Entre as principais demandas estão a regularização fundiária, a recuperação de ramais e o apoio à mecanização de pequenas e médias propriedades. A proposta de ampliar a produtividade sem aumentar o desmatamento também aparece associada à chamada economia verde.
Na geração de empregos, o desafio é reduzir a dependência da administração pública. As propostas discutidas pelos candidatos incluem incentivos fiscais para atração de empresas, fortalecimento do comércio e estímulo à produção local.
O aproveitamento econômico sustentável da floresta, incluindo manejo certificado e extrativismo, surge como outra frente de debate.
Saúde continua concentrada na capital
Na saúde, um dos principais problemas apontados é a concentração de exames especializados e cirurgias em Rio Branco.
O resultado é a necessidade de deslocamento de moradores do interior para a capital, aumentando custos e pressionando a rede de atendimento.

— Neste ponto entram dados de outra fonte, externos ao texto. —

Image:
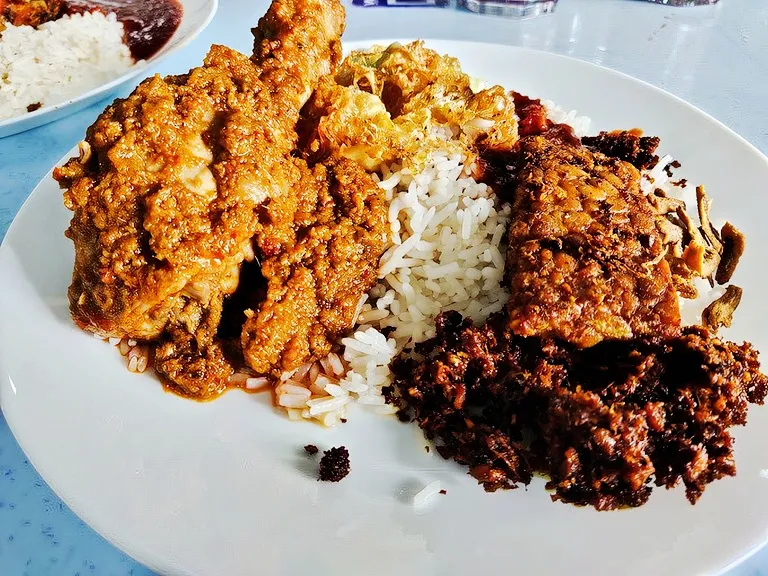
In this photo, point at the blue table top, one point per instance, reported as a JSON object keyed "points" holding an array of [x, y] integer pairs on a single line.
{"points": [[39, 535]]}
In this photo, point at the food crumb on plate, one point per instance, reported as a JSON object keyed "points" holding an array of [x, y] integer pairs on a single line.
{"points": [[422, 496], [334, 465]]}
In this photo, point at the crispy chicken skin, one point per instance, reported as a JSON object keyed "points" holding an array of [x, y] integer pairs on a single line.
{"points": [[340, 230], [585, 260], [166, 190]]}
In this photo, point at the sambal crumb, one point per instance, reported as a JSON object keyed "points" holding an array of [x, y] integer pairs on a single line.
{"points": [[334, 465]]}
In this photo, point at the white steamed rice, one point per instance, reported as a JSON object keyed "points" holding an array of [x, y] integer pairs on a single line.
{"points": [[59, 60], [445, 253]]}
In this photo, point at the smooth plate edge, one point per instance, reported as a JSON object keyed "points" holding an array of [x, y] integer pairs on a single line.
{"points": [[150, 559], [37, 118]]}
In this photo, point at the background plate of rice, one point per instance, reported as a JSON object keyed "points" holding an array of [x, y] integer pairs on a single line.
{"points": [[226, 488], [51, 55]]}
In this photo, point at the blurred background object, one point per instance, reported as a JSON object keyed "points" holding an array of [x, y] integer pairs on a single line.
{"points": [[680, 3], [510, 8]]}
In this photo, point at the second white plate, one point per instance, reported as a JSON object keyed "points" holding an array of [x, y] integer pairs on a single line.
{"points": [[224, 487]]}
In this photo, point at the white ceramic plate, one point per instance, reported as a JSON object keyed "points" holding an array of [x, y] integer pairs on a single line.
{"points": [[224, 489], [197, 15]]}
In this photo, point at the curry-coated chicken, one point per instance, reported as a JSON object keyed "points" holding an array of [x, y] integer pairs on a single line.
{"points": [[166, 189], [323, 262]]}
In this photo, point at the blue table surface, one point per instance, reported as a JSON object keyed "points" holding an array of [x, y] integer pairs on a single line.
{"points": [[39, 535]]}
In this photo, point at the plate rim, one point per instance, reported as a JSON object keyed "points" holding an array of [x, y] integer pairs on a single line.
{"points": [[105, 89]]}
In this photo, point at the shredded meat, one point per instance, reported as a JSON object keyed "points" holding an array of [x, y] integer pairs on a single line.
{"points": [[585, 260], [603, 423], [720, 312]]}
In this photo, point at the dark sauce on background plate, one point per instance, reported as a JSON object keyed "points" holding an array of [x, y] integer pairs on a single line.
{"points": [[148, 24]]}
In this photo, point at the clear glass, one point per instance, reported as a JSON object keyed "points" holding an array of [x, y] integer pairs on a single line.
{"points": [[680, 3], [510, 8]]}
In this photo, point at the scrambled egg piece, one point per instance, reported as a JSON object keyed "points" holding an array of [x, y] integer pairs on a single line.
{"points": [[398, 102]]}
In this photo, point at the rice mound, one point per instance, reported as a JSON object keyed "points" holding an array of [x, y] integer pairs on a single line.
{"points": [[445, 253], [59, 60]]}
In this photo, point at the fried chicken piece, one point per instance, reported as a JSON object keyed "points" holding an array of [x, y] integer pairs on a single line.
{"points": [[166, 191], [338, 232], [382, 101], [29, 12], [603, 423], [585, 260]]}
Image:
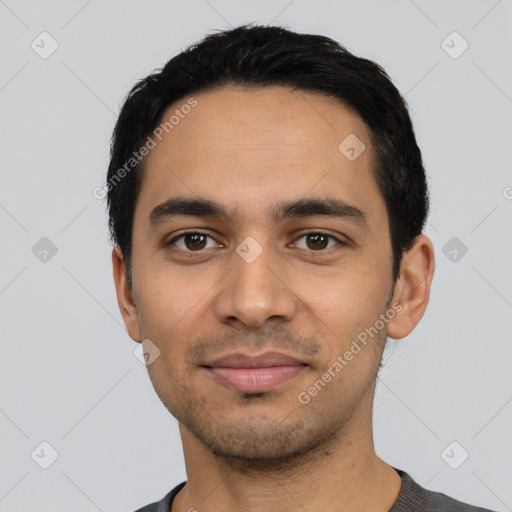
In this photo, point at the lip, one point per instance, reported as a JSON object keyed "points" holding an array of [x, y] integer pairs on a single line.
{"points": [[255, 374]]}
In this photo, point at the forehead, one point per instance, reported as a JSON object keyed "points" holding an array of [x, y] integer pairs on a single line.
{"points": [[247, 148]]}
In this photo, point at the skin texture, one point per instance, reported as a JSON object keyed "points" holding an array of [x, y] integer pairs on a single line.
{"points": [[249, 150]]}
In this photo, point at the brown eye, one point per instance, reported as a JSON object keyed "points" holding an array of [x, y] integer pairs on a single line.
{"points": [[318, 241], [192, 241]]}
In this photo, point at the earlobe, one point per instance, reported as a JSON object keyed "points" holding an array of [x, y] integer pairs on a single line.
{"points": [[125, 296], [412, 288]]}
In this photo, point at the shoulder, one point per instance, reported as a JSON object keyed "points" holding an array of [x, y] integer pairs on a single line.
{"points": [[164, 505], [413, 497]]}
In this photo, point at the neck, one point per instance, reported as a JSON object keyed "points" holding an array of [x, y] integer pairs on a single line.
{"points": [[344, 474]]}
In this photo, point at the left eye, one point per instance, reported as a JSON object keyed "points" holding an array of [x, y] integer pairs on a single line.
{"points": [[195, 241], [318, 240]]}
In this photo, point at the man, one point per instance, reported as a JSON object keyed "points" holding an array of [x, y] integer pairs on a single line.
{"points": [[267, 199]]}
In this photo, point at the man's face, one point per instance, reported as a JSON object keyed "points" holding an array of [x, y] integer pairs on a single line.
{"points": [[253, 284]]}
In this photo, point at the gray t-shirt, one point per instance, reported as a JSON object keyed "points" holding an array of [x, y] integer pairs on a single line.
{"points": [[412, 498]]}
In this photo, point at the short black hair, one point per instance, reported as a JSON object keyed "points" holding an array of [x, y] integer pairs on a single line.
{"points": [[261, 56]]}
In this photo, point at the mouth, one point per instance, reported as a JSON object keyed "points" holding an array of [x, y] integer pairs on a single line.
{"points": [[255, 374]]}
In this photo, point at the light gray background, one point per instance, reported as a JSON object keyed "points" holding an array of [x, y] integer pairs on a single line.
{"points": [[68, 375]]}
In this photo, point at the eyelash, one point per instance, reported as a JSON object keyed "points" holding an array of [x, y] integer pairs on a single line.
{"points": [[184, 233]]}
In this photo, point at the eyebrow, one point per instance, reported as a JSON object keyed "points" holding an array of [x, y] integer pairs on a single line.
{"points": [[305, 207]]}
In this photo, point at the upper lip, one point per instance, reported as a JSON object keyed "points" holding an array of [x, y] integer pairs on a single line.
{"points": [[264, 360]]}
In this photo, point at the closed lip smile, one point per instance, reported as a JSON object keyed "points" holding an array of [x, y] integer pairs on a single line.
{"points": [[254, 373]]}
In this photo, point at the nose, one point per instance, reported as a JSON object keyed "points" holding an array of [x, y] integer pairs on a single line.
{"points": [[255, 290]]}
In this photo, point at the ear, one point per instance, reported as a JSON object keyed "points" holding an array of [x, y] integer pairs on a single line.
{"points": [[124, 296], [412, 287]]}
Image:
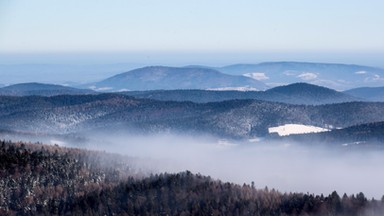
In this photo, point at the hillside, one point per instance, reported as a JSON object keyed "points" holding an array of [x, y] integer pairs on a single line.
{"points": [[298, 93], [334, 76], [368, 93], [110, 112], [362, 135], [37, 179], [26, 89], [160, 77]]}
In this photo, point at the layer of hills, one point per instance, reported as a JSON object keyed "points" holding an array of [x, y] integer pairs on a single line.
{"points": [[235, 118], [358, 136], [26, 89], [40, 179], [298, 93], [160, 77], [335, 76]]}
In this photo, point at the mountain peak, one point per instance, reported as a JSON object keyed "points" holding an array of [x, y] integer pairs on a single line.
{"points": [[162, 77]]}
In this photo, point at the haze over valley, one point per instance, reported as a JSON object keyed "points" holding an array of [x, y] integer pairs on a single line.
{"points": [[191, 108]]}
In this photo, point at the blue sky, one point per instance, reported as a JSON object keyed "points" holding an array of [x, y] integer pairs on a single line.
{"points": [[338, 28]]}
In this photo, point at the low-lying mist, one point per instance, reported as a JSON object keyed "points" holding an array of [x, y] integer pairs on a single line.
{"points": [[283, 166]]}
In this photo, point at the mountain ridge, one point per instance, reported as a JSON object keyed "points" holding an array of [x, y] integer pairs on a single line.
{"points": [[163, 77]]}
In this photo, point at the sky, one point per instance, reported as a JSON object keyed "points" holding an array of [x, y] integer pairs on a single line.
{"points": [[343, 30]]}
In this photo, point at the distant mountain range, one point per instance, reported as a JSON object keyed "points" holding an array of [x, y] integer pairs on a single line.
{"points": [[334, 76], [67, 114], [166, 78], [26, 89], [340, 77], [368, 93], [298, 93]]}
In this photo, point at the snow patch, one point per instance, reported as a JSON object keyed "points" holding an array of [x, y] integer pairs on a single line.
{"points": [[288, 129], [256, 76]]}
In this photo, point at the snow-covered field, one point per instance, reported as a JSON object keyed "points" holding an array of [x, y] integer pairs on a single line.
{"points": [[288, 129]]}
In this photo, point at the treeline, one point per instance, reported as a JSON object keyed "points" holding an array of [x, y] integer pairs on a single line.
{"points": [[38, 179]]}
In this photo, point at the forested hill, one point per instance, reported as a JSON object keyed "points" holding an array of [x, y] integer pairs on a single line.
{"points": [[38, 179], [236, 118]]}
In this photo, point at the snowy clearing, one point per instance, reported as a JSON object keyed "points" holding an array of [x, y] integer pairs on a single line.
{"points": [[288, 129]]}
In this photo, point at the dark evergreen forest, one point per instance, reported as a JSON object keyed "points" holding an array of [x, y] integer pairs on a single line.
{"points": [[38, 179]]}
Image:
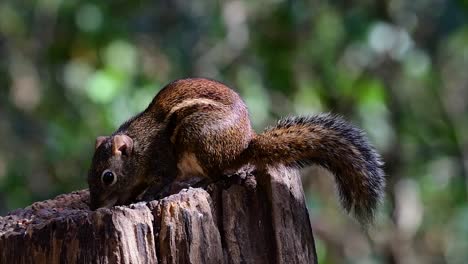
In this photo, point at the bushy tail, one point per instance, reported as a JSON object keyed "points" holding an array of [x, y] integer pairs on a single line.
{"points": [[331, 142]]}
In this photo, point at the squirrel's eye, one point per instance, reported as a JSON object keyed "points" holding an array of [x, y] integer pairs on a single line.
{"points": [[108, 178]]}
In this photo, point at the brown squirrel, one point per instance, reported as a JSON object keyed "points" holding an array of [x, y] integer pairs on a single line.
{"points": [[200, 128]]}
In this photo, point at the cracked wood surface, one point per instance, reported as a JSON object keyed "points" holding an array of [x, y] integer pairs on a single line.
{"points": [[235, 224]]}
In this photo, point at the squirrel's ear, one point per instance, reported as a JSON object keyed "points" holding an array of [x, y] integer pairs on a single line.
{"points": [[99, 141], [122, 144]]}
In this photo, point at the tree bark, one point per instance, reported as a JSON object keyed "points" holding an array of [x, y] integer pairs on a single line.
{"points": [[234, 224]]}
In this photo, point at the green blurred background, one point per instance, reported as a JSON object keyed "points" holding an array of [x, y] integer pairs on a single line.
{"points": [[73, 70]]}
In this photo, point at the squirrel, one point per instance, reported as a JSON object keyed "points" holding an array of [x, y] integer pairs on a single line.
{"points": [[200, 128]]}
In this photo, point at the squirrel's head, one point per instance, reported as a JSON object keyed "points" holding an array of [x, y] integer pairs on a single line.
{"points": [[113, 177]]}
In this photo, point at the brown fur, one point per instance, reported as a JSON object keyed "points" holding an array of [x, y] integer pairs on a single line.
{"points": [[199, 127]]}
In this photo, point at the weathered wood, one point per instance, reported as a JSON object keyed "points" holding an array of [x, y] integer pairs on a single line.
{"points": [[234, 224]]}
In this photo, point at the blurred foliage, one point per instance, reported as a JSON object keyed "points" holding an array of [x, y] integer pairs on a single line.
{"points": [[73, 70]]}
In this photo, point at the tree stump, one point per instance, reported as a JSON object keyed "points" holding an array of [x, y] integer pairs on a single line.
{"points": [[234, 224]]}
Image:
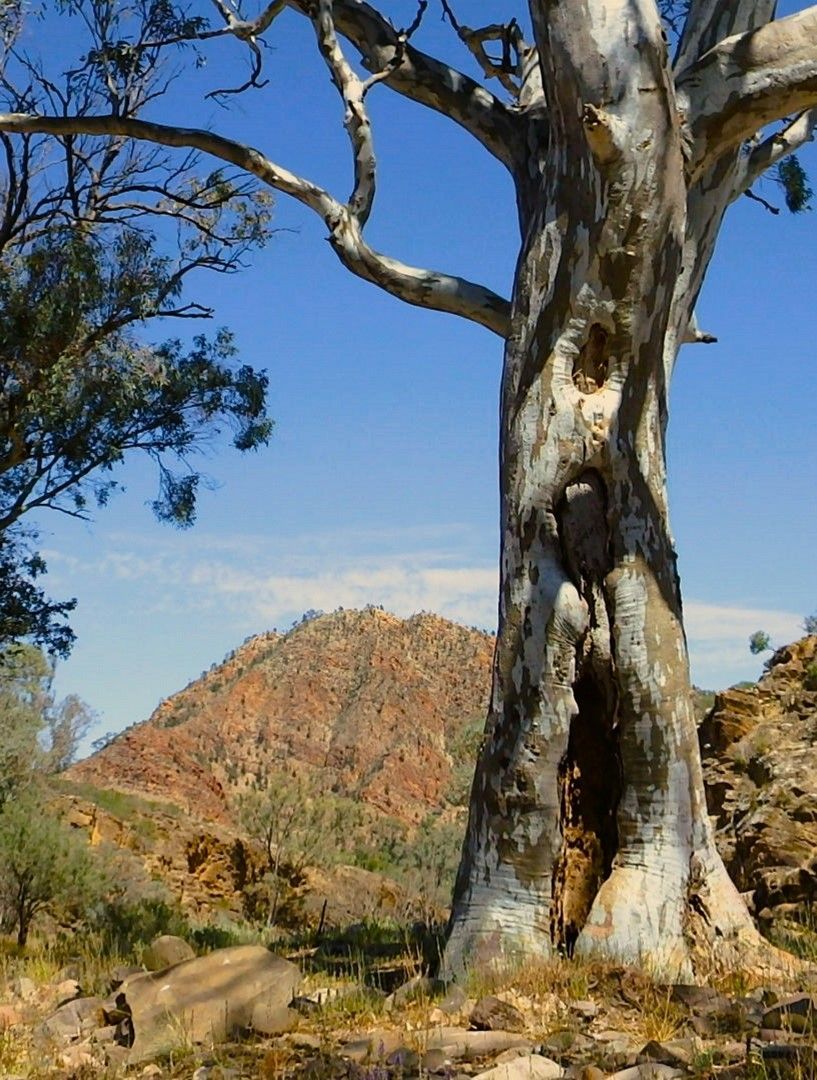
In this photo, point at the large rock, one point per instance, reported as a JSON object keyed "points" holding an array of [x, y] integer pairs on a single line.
{"points": [[206, 999], [759, 746]]}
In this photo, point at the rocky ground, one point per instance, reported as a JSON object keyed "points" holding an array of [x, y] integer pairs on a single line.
{"points": [[245, 1012]]}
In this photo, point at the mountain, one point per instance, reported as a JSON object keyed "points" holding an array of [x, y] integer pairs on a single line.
{"points": [[367, 704], [759, 745]]}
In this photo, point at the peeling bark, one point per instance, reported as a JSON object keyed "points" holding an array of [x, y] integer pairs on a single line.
{"points": [[588, 829]]}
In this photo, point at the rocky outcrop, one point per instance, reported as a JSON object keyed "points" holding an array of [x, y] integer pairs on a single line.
{"points": [[759, 745], [371, 703]]}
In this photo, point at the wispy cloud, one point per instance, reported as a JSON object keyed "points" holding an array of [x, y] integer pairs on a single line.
{"points": [[249, 582]]}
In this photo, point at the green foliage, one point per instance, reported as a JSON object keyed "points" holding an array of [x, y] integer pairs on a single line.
{"points": [[760, 642], [809, 682], [39, 736], [793, 179], [26, 612], [43, 864], [80, 391]]}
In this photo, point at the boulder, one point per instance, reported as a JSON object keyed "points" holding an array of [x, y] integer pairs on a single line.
{"points": [[165, 952], [205, 999], [74, 1020]]}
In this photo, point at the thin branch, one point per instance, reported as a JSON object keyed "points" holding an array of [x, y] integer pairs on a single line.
{"points": [[356, 119], [508, 69], [764, 203], [778, 146]]}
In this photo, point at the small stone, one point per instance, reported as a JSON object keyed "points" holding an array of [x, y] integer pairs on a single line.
{"points": [[527, 1067], [677, 1052], [797, 1013], [74, 1020], [373, 1047], [652, 1070], [568, 1042], [120, 973], [303, 1040], [404, 1058], [272, 1020], [10, 1017], [434, 1061], [25, 988], [493, 1014], [587, 1010], [454, 1000], [67, 990], [416, 987]]}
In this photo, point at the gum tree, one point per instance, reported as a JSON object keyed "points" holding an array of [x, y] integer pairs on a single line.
{"points": [[588, 825]]}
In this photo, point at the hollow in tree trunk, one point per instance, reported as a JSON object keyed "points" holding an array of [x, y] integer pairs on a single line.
{"points": [[588, 827]]}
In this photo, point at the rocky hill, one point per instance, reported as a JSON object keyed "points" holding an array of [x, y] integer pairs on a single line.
{"points": [[386, 713], [370, 704], [759, 745]]}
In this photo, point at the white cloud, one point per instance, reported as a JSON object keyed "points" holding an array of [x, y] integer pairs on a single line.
{"points": [[246, 582]]}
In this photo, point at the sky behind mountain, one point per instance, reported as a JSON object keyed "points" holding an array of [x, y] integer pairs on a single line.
{"points": [[380, 482]]}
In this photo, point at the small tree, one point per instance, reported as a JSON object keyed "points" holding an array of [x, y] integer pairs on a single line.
{"points": [[39, 736], [43, 865], [295, 827], [760, 642], [82, 264]]}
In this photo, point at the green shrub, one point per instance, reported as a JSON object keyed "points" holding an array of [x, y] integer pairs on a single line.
{"points": [[809, 680]]}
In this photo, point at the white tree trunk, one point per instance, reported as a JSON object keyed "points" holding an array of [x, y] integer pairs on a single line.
{"points": [[588, 827]]}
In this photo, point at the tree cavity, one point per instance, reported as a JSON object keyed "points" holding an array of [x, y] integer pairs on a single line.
{"points": [[590, 771], [590, 367]]}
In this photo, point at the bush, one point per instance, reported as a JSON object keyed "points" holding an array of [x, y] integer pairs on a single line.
{"points": [[43, 866], [760, 642]]}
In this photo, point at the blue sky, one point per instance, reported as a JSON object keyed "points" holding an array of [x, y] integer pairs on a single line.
{"points": [[379, 485]]}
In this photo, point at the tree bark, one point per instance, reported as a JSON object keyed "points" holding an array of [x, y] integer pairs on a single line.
{"points": [[588, 828]]}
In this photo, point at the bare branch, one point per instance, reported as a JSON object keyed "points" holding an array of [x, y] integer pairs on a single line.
{"points": [[426, 288], [748, 81], [356, 119], [709, 22], [764, 202], [427, 80], [774, 149], [508, 68]]}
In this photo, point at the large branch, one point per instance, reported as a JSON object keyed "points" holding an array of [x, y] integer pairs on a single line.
{"points": [[777, 147], [709, 22], [425, 288], [748, 81], [427, 80]]}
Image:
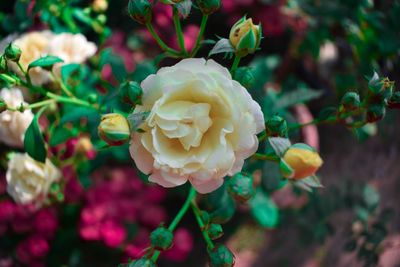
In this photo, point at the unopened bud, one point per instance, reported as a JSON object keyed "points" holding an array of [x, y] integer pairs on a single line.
{"points": [[161, 238], [300, 161], [376, 112], [114, 129], [221, 256], [394, 101], [208, 7], [131, 93], [215, 231], [240, 186], [350, 101], [276, 126], [140, 10], [12, 52], [245, 37]]}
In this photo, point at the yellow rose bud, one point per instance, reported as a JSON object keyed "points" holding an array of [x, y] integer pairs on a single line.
{"points": [[245, 37], [303, 160], [114, 129]]}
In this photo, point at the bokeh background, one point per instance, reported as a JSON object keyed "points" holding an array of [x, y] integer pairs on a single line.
{"points": [[312, 52]]}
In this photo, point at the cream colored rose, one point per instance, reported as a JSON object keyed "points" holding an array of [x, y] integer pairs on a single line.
{"points": [[202, 125], [29, 180], [13, 124], [72, 48]]}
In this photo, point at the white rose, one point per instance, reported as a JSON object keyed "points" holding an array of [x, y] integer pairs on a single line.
{"points": [[29, 180], [13, 124], [72, 48], [202, 125]]}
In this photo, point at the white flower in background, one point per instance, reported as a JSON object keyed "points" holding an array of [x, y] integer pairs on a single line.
{"points": [[202, 125], [13, 124], [29, 180], [72, 48]]}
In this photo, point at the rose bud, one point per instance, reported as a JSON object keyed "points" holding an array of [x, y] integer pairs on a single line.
{"points": [[394, 101], [141, 263], [350, 101], [276, 126], [300, 161], [215, 231], [245, 37], [3, 64], [140, 10], [221, 256], [208, 7], [375, 112], [114, 129], [131, 93], [379, 90], [3, 106], [12, 52], [240, 186], [161, 238], [245, 76]]}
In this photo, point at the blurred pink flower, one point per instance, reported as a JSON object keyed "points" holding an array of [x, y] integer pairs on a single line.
{"points": [[113, 233]]}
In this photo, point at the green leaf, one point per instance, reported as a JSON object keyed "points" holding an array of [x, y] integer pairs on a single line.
{"points": [[45, 62], [68, 70], [222, 46], [60, 135], [33, 142], [264, 210], [279, 144]]}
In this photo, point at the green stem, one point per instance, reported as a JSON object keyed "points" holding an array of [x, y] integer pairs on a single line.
{"points": [[202, 226], [178, 29], [200, 36], [160, 42], [178, 218], [235, 65], [64, 88], [270, 157]]}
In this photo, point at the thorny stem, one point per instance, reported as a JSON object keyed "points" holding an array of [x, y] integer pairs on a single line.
{"points": [[178, 218], [207, 239], [178, 29], [200, 36]]}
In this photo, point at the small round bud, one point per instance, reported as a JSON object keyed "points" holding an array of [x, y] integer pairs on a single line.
{"points": [[208, 7], [141, 263], [215, 231], [3, 64], [375, 113], [221, 256], [140, 10], [240, 186], [380, 90], [3, 106], [302, 160], [92, 98], [114, 129], [12, 52], [245, 76], [100, 6], [161, 238], [131, 93], [276, 126], [394, 101], [245, 37], [350, 101]]}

Entre as propostas em discussão estão a ampliação e reestruturação dos hospitais regionais, especialmente no Vale do Juruá e no Alto Acre, além de medidas para atrair e fixar médicos especialistas nos municípios mais distantes.
A eleição ainda está aberta
Os números disponíveis mostram uma eleição para o governo com liderança de Alan Rick, crescimento de Mailza Assis e Bocalom em terceiro lugar, mas com espaço para alterações ao longo da campanha.
A corrida ao Senado é ainda mais sujeita a mudanças. O desempenho de Gladson Cameli nas pesquisas o coloca entre os favoritos, mas sua situação jurídica pode alterar completamente o equilíbrio entre os candidatos.
No campo político, a principal característica da eleição é a fragmentação da direita. Alan Rick, Mailza Assis, Tião Bocalom e Márcio Bittar disputam diferentes segmentos do eleitorado conservador, enquanto Jorge Viana concentra o principal polo identificado com o lulismo.
Com duas vagas para o Senado e uma disputa pelo governo ainda sem definição no primeiro turno, apoios municipais, capacidade financeira, presença no interior e desfechos judiciais podem ser decisivos até outubro.